Generally, any comment regarding the small size of a crowd
is shitty, no matter where you are. ”I
know you’re here to have fun but I don’t think this is fun so let me ruin your
good time as well.”

“Damn, that spotlight is so bright! I’ll stand over here instead.” Yes, in the dark. Being visible is somewhat important in standup.

”OMG you guys, I hate using public bathrooms and you won’t
believe what happened to me in one!” So
do we and yes, we will. Speaking of
relatable humor….

”Round of applause, how many of you use Facebook?” Here’s a better one: ”Round of applause, how
many of you breathe oxygen?”

Taking a sip of water after a punchline to provoke an
applause break. That’s not water in your
glass, that’s desperation. SEE ALSO: ”I
think that joke was worth a round of applause, amirite?”

”Hmmm, that joke usually gets a better reaction.” Either that, or you were better somewhere
else.
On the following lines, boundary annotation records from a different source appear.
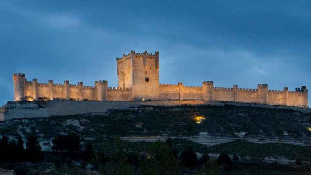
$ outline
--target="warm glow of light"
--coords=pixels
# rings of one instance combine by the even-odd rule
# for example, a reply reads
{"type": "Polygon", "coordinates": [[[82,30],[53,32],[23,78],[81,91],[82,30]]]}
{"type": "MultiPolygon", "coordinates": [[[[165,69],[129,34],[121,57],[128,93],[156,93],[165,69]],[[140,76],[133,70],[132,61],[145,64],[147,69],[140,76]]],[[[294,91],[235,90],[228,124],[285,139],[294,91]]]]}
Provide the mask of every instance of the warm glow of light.
{"type": "Polygon", "coordinates": [[[27,97],[26,98],[26,100],[29,102],[32,102],[34,101],[34,98],[31,97],[27,97]]]}
{"type": "Polygon", "coordinates": [[[202,121],[205,120],[205,117],[202,116],[197,116],[194,118],[194,120],[195,121],[196,123],[198,124],[200,124],[202,123],[202,121]]]}

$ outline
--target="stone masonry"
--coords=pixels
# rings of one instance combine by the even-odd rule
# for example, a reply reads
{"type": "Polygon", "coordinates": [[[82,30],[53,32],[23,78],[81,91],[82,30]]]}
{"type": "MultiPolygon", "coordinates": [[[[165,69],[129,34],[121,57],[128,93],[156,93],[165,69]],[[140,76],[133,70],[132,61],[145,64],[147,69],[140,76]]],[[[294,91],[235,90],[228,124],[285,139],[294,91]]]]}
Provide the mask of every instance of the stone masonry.
{"type": "Polygon", "coordinates": [[[97,101],[177,100],[234,102],[308,107],[308,90],[305,86],[289,91],[268,90],[266,84],[258,84],[257,89],[214,87],[212,81],[203,82],[202,86],[184,86],[159,84],[159,52],[154,54],[136,53],[123,54],[117,58],[118,88],[108,87],[107,81],[98,80],[95,86],[27,81],[23,73],[13,75],[14,101],[71,99],[97,101]]]}

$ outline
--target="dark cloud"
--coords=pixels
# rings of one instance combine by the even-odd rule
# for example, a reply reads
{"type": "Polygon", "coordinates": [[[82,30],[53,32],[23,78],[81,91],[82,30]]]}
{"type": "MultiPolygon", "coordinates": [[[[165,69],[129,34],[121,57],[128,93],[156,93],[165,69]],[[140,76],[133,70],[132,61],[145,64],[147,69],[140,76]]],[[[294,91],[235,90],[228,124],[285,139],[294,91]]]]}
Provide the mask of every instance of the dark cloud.
{"type": "Polygon", "coordinates": [[[12,74],[117,86],[115,58],[160,52],[160,82],[290,90],[310,84],[309,1],[2,1],[0,103],[12,74]]]}

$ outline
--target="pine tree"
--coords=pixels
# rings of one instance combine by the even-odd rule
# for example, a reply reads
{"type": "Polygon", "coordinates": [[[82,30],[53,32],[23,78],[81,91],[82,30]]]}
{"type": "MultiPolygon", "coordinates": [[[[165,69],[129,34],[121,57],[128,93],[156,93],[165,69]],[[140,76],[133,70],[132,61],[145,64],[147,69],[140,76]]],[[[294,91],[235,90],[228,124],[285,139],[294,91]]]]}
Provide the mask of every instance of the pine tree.
{"type": "Polygon", "coordinates": [[[18,155],[18,160],[21,162],[25,160],[25,152],[24,149],[24,141],[21,138],[20,135],[18,135],[17,139],[17,155],[18,155]]]}

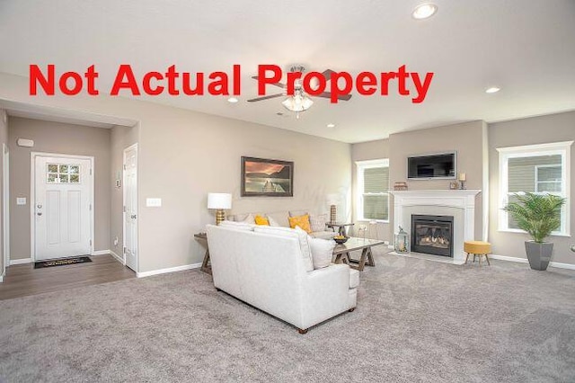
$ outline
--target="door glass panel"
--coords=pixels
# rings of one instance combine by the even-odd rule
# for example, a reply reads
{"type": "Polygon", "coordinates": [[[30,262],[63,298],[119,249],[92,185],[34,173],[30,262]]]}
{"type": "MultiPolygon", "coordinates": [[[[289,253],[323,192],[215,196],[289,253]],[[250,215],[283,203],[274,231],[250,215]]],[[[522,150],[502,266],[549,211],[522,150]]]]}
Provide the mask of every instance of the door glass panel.
{"type": "Polygon", "coordinates": [[[48,183],[80,183],[80,165],[48,164],[48,183]]]}

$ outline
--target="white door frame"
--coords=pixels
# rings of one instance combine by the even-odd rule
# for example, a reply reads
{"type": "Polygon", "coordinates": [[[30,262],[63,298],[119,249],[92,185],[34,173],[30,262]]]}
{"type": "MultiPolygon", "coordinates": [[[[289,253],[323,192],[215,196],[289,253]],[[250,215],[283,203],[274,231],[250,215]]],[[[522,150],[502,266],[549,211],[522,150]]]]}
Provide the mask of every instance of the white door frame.
{"type": "Polygon", "coordinates": [[[136,206],[137,209],[137,217],[136,218],[136,248],[137,249],[137,252],[136,253],[136,270],[134,272],[136,272],[136,273],[137,274],[138,270],[139,270],[139,258],[140,258],[140,238],[139,238],[139,200],[137,199],[137,192],[138,192],[138,185],[139,185],[139,150],[137,147],[137,142],[136,144],[130,145],[129,147],[124,148],[124,151],[122,152],[122,185],[123,185],[123,191],[122,191],[122,260],[124,261],[124,264],[126,264],[126,168],[124,167],[126,165],[126,152],[128,152],[128,150],[132,150],[132,149],[136,149],[136,153],[137,156],[137,163],[136,163],[136,206]]]}
{"type": "Polygon", "coordinates": [[[10,150],[4,143],[2,144],[2,154],[4,165],[4,173],[2,174],[4,181],[4,194],[2,201],[2,233],[4,238],[4,249],[2,250],[4,256],[4,270],[2,271],[2,275],[4,275],[6,266],[10,264],[10,150]]]}
{"type": "Polygon", "coordinates": [[[30,257],[32,262],[36,261],[36,157],[63,157],[63,158],[77,158],[90,160],[90,168],[92,169],[92,188],[90,188],[90,204],[92,209],[90,209],[90,254],[93,254],[93,247],[96,242],[95,231],[94,231],[94,195],[95,195],[95,168],[93,156],[76,156],[76,155],[64,155],[61,153],[45,153],[45,152],[31,152],[30,154],[30,257]]]}

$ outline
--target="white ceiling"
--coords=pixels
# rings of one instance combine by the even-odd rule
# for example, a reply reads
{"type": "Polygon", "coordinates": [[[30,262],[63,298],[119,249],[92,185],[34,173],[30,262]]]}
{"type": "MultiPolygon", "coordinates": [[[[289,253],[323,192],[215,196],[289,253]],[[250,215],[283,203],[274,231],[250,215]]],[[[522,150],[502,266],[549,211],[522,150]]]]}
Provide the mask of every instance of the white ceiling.
{"type": "Polygon", "coordinates": [[[411,13],[420,3],[0,0],[0,71],[28,76],[30,64],[56,64],[59,73],[83,72],[94,64],[106,93],[122,63],[139,74],[172,64],[180,71],[231,73],[239,64],[236,104],[210,95],[147,99],[344,142],[575,110],[575,1],[433,0],[438,13],[416,21],[411,13]],[[338,104],[315,98],[299,120],[282,98],[246,102],[257,95],[250,77],[258,65],[296,63],[355,75],[406,65],[435,76],[420,104],[394,86],[387,97],[354,92],[338,104]],[[501,91],[485,94],[493,85],[501,91]]]}

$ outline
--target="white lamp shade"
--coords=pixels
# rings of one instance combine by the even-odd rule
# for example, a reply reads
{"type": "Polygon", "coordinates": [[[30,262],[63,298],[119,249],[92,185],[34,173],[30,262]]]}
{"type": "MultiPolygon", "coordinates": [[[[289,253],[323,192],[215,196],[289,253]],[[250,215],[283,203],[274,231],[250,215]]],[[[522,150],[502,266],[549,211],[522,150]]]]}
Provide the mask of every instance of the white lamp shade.
{"type": "Polygon", "coordinates": [[[328,194],[325,199],[328,205],[337,205],[340,202],[340,194],[328,194]]]}
{"type": "Polygon", "coordinates": [[[208,193],[208,209],[232,209],[232,194],[226,192],[208,193]]]}

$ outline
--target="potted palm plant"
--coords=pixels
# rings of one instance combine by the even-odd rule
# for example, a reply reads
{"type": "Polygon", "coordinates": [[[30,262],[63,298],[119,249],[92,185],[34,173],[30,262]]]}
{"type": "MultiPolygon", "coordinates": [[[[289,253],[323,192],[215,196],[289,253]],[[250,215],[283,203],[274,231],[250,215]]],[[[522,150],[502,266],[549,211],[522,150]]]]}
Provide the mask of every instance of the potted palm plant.
{"type": "Polygon", "coordinates": [[[545,242],[551,232],[561,227],[561,209],[565,199],[553,194],[517,193],[517,201],[504,210],[511,214],[520,229],[533,238],[526,241],[525,249],[533,270],[544,271],[549,265],[553,244],[545,242]]]}

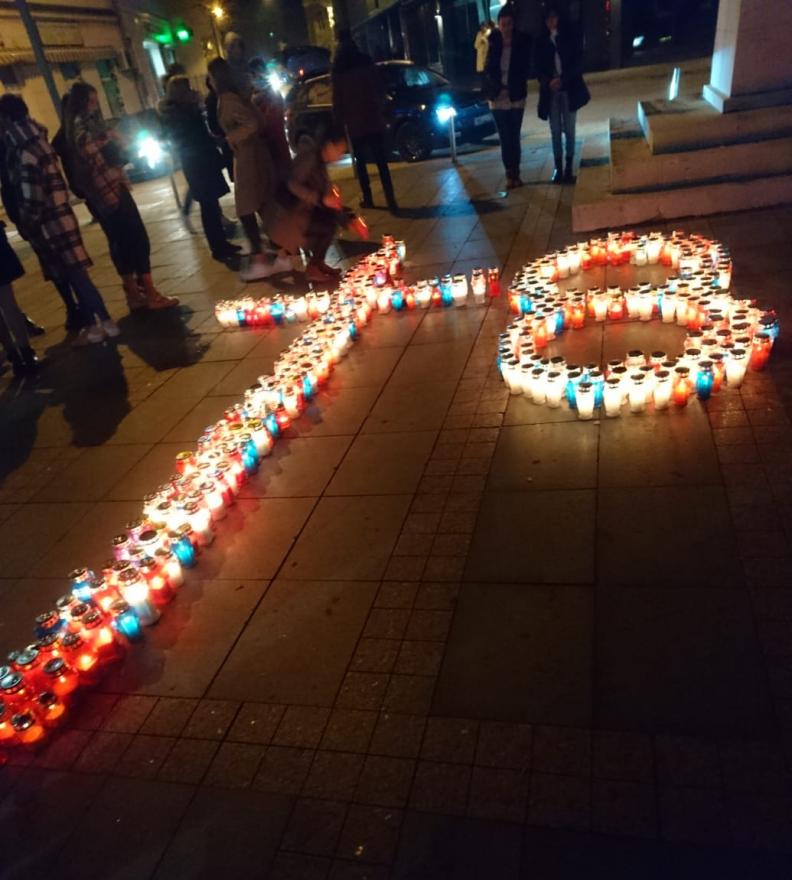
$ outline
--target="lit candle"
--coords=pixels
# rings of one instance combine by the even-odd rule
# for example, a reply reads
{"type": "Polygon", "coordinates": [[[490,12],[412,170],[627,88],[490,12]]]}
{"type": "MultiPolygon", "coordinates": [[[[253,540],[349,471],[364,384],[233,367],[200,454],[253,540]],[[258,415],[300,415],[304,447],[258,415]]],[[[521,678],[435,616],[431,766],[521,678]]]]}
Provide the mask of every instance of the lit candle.
{"type": "Polygon", "coordinates": [[[698,371],[696,373],[696,394],[699,400],[709,400],[712,396],[712,389],[715,384],[715,372],[712,367],[712,361],[700,360],[698,363],[698,371]]]}
{"type": "Polygon", "coordinates": [[[182,523],[170,535],[171,550],[184,568],[192,568],[197,560],[192,542],[192,529],[189,523],[182,523]]]}
{"type": "Polygon", "coordinates": [[[642,367],[646,363],[646,355],[639,351],[637,348],[633,348],[627,352],[627,359],[624,362],[624,365],[628,370],[635,370],[638,367],[642,367]]]}
{"type": "Polygon", "coordinates": [[[748,369],[748,352],[744,348],[733,348],[726,361],[726,381],[730,388],[739,388],[748,369]]]}
{"type": "Polygon", "coordinates": [[[651,321],[656,297],[651,291],[642,290],[638,295],[638,317],[641,321],[651,321]]]}
{"type": "Polygon", "coordinates": [[[99,681],[100,669],[96,652],[80,633],[67,633],[61,639],[61,650],[67,664],[77,670],[81,685],[92,685],[99,681]]]}
{"type": "Polygon", "coordinates": [[[35,633],[38,638],[57,633],[64,625],[64,621],[57,611],[45,611],[36,617],[35,633]]]}
{"type": "Polygon", "coordinates": [[[547,405],[552,409],[561,406],[564,396],[564,375],[559,370],[551,370],[545,377],[545,392],[547,405]]]}
{"type": "Polygon", "coordinates": [[[30,710],[14,715],[11,726],[16,733],[16,741],[25,748],[36,749],[46,738],[43,725],[30,710]]]}
{"type": "Polygon", "coordinates": [[[33,703],[33,707],[34,713],[48,730],[60,727],[66,720],[66,703],[50,691],[39,694],[33,703]]]}
{"type": "Polygon", "coordinates": [[[604,321],[608,317],[608,294],[598,291],[594,297],[594,320],[604,321]]]}
{"type": "Polygon", "coordinates": [[[591,382],[579,382],[575,395],[577,402],[578,418],[591,419],[594,417],[594,386],[591,382]]]}
{"type": "Polygon", "coordinates": [[[752,370],[763,370],[770,359],[773,340],[768,333],[757,333],[751,344],[750,367],[752,370]]]}
{"type": "Polygon", "coordinates": [[[605,390],[603,392],[603,403],[605,405],[605,415],[608,418],[615,418],[621,415],[621,407],[624,394],[621,389],[621,379],[618,376],[609,376],[605,380],[605,390]]]}
{"type": "Polygon", "coordinates": [[[536,404],[543,404],[547,400],[543,367],[534,367],[531,370],[531,398],[536,404]]]}
{"type": "Polygon", "coordinates": [[[693,390],[693,383],[690,379],[690,369],[688,367],[676,367],[674,369],[673,389],[671,391],[671,399],[675,406],[687,406],[693,390]]]}
{"type": "Polygon", "coordinates": [[[139,642],[143,638],[140,619],[125,599],[116,599],[110,606],[113,628],[130,642],[139,642]]]}
{"type": "Polygon", "coordinates": [[[148,584],[134,568],[125,571],[120,577],[119,589],[124,600],[135,612],[143,626],[151,626],[159,620],[160,613],[151,601],[148,584]]]}
{"type": "Polygon", "coordinates": [[[53,657],[44,664],[43,686],[59,697],[67,697],[80,684],[76,669],[69,666],[62,657],[53,657]]]}

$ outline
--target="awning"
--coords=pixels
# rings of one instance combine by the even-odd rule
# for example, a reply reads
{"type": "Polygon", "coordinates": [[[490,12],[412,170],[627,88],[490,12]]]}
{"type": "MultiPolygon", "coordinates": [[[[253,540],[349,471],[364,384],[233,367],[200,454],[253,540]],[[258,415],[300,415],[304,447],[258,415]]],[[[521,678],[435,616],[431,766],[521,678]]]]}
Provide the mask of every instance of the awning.
{"type": "MultiPolygon", "coordinates": [[[[115,59],[118,49],[113,46],[45,46],[44,57],[50,64],[75,61],[115,59]]],[[[35,64],[32,49],[0,49],[0,67],[9,64],[35,64]]]]}

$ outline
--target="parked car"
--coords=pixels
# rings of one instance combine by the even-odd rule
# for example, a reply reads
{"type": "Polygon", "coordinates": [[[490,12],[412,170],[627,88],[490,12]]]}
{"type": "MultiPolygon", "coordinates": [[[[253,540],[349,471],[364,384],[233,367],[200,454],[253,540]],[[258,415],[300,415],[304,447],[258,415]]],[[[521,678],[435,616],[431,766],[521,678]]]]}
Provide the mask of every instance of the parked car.
{"type": "Polygon", "coordinates": [[[296,82],[328,73],[330,50],[323,46],[289,46],[280,53],[280,61],[296,82]]]}
{"type": "MultiPolygon", "coordinates": [[[[457,143],[480,143],[495,133],[495,121],[479,92],[454,86],[444,76],[410,61],[381,61],[377,72],[387,95],[389,148],[406,162],[428,159],[448,146],[448,119],[454,116],[457,143]]],[[[292,147],[315,141],[333,110],[330,76],[297,83],[286,99],[292,147]]]]}

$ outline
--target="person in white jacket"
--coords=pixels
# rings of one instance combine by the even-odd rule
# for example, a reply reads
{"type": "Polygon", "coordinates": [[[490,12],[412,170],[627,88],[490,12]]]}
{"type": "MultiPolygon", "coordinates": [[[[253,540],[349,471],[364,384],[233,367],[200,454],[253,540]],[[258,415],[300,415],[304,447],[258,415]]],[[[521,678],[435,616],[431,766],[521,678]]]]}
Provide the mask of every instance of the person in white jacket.
{"type": "Polygon", "coordinates": [[[476,73],[484,73],[484,64],[487,61],[487,50],[489,49],[489,35],[494,27],[494,21],[485,21],[476,32],[476,38],[473,40],[473,48],[476,50],[476,73]]]}

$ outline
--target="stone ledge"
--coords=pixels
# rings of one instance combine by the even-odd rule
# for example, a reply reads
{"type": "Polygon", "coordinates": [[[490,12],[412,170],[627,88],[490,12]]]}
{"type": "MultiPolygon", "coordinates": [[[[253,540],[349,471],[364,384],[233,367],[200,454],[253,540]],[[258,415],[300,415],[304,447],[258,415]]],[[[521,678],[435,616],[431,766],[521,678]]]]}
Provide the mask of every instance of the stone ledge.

Be funnier, jeez. SEE ALSO: ”Hmm, that joke was funnier in my
head…”

”Here’s five minutes about my penis.” No one’s penis is worth five minutes. And yes, I am a hypocrite.

”I did this thing and you thought I was doing it in private
but now I tell you I did it in public and that’s the punchline!” I’ve had a harder time hearing a train pull
into a station than hearing those punchlines coming.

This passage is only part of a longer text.